Similarly, we all know rape is a rampant problem in elite-college fraternities, even if the smoking gun turned out to be a toy pistol. After Rolling Stone’s UVA rape story led to protests, vandalism and cancelled donations, the magazine appended a shrug of a disclaimer to the story and continued to publish the 8,000 word opus on its website.
Feminists keep saying that there is a “larger truth” here — that we are suddenly living in a “rape culture” in which this hideous crime is widely condoned, even though the rate of forcible rate is at its lowest level in 40 years.

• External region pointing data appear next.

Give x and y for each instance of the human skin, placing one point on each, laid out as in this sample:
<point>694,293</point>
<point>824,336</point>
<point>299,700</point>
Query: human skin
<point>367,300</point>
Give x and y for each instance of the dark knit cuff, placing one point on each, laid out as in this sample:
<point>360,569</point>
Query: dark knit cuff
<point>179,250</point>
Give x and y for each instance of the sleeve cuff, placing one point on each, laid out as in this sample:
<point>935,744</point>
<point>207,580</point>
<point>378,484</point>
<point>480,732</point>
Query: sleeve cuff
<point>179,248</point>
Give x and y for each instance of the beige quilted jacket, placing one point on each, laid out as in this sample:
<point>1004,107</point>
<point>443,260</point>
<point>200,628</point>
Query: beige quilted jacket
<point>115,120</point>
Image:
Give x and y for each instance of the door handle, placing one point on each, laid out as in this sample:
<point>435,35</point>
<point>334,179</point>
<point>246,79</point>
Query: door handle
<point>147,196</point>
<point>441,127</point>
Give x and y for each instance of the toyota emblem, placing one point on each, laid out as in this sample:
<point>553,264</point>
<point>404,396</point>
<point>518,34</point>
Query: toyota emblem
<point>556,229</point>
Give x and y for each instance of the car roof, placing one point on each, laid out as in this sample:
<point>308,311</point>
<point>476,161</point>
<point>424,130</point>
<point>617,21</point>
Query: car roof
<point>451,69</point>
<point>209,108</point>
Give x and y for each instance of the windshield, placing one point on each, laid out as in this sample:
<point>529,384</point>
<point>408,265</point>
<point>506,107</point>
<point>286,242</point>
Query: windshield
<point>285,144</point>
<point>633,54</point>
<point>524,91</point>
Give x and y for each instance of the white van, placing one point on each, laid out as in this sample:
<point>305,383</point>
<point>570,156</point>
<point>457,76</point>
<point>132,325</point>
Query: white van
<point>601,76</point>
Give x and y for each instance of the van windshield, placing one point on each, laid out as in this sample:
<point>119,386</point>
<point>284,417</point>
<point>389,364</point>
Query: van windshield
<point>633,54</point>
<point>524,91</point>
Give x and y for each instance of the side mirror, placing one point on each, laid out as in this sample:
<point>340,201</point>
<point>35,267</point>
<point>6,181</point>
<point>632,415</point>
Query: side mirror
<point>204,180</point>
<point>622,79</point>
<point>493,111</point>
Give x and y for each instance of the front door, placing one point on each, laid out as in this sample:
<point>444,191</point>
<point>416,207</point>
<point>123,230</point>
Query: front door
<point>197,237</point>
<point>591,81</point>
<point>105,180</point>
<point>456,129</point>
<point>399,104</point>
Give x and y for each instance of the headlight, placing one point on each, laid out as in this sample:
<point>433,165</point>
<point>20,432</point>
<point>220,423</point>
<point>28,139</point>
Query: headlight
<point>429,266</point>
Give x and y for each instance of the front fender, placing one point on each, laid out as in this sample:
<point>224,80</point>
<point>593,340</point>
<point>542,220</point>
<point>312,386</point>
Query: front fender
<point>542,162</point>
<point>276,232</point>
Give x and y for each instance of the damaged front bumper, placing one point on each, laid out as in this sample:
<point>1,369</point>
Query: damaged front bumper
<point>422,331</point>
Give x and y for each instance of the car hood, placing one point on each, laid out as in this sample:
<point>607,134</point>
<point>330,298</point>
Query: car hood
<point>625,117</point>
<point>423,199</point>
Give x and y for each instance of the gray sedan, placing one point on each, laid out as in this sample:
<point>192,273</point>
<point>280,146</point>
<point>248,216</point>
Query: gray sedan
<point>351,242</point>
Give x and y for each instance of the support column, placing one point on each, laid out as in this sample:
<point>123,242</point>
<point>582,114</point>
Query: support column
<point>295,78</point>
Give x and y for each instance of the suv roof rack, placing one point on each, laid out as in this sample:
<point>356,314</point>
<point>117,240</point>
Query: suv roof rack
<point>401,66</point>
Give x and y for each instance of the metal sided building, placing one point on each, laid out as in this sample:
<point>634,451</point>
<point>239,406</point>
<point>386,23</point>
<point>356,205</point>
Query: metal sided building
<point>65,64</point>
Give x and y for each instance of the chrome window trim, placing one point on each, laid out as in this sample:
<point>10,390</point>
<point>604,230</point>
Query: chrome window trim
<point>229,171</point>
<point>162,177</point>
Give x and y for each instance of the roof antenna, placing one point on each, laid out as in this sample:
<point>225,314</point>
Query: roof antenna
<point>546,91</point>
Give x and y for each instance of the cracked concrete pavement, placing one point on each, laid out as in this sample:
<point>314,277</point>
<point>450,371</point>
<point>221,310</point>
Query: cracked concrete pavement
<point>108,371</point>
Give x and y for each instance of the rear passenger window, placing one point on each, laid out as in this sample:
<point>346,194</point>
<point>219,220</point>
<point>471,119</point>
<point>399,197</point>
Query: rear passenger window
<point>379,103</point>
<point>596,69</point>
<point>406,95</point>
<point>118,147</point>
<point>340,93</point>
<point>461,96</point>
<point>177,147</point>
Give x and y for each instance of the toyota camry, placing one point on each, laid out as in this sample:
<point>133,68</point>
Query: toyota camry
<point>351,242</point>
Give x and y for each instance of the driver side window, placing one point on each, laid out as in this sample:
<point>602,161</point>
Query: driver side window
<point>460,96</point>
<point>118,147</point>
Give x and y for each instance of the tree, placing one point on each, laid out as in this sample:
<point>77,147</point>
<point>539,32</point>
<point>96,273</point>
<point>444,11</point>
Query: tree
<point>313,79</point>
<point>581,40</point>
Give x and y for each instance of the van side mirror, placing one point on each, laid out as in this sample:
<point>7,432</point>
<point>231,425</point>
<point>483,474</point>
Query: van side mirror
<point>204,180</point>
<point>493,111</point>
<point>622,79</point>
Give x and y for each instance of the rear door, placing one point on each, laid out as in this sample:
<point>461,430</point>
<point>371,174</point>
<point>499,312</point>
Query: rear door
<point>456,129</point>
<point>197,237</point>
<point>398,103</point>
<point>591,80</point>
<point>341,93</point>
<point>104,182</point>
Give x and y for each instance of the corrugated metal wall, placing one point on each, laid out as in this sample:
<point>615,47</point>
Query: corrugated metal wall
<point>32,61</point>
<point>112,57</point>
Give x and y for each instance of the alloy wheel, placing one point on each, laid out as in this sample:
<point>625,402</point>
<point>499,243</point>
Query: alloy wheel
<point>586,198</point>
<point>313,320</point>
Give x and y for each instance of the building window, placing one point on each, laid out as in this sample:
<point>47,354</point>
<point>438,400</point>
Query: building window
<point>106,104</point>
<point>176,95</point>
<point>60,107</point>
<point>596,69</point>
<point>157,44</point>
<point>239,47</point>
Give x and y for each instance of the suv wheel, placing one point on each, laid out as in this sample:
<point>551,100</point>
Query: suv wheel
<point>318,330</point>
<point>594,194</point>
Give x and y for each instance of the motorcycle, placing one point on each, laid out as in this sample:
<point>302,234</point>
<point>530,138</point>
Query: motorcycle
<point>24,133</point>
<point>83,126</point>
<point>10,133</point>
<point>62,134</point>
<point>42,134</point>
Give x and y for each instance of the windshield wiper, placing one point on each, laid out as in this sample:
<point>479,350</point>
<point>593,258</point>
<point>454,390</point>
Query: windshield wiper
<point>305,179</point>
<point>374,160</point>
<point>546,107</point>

When such data don’t bear out the narrative, activists rely heavily on anecdotal evidence like the Rolling Stone story — then say false anecdotes don’t matter either.
“We have a society where rapists are given the benefit of the doubt, often despite overwhelming evidence,” wrote Sally Kohn of CNN, adding that “[Feminists] cannot apologize for erring on the side of a fair, compassionate and credulous hearing of a woman’s account.”
Except being “credulous” with a liar means you aren’t being fair to those she is lying about.
If rape accusations serve as a useful weapon against despised groups, it doesn’t matter whether any individual rape story is accurate. Lena Dunham, who said in her book “Not That Kind of Girl” that she was raped at Oberlin College by Barry, the campus’s “resident conservative,” let this lie simmer for months without anyone calling her on it. Then National Review’s Kevin Williamson wrote that a few seconds of Googling led directly to a prominent Republican who was at Oberlin at the same time as Dunham and has the highly unusual name Barry.
This Barry, who was getting increasingly worried that people were whispering that he was a rapist, seemingly had no recourse against Dunham’s lie. Though he has never met her, filing suit would make him a public figure, one forevermore associated with rape (albeit a false accusation thereof). It wasn’t until he began soliciting donations for a legal fund that Dunham’s publisher offered to write a check and Dunham herself finally acknowledged that no “Barry” had sexually assaulted her. She had, she said, merely picked the name as a pseudonym.
So it was just one of those unfortunate coincidences that she happened to accidentally smear an easily identifiable proponent of a political party she despises.
Dunham clearly thinks of herself as one of our betters, hence unbound by troublesome truths.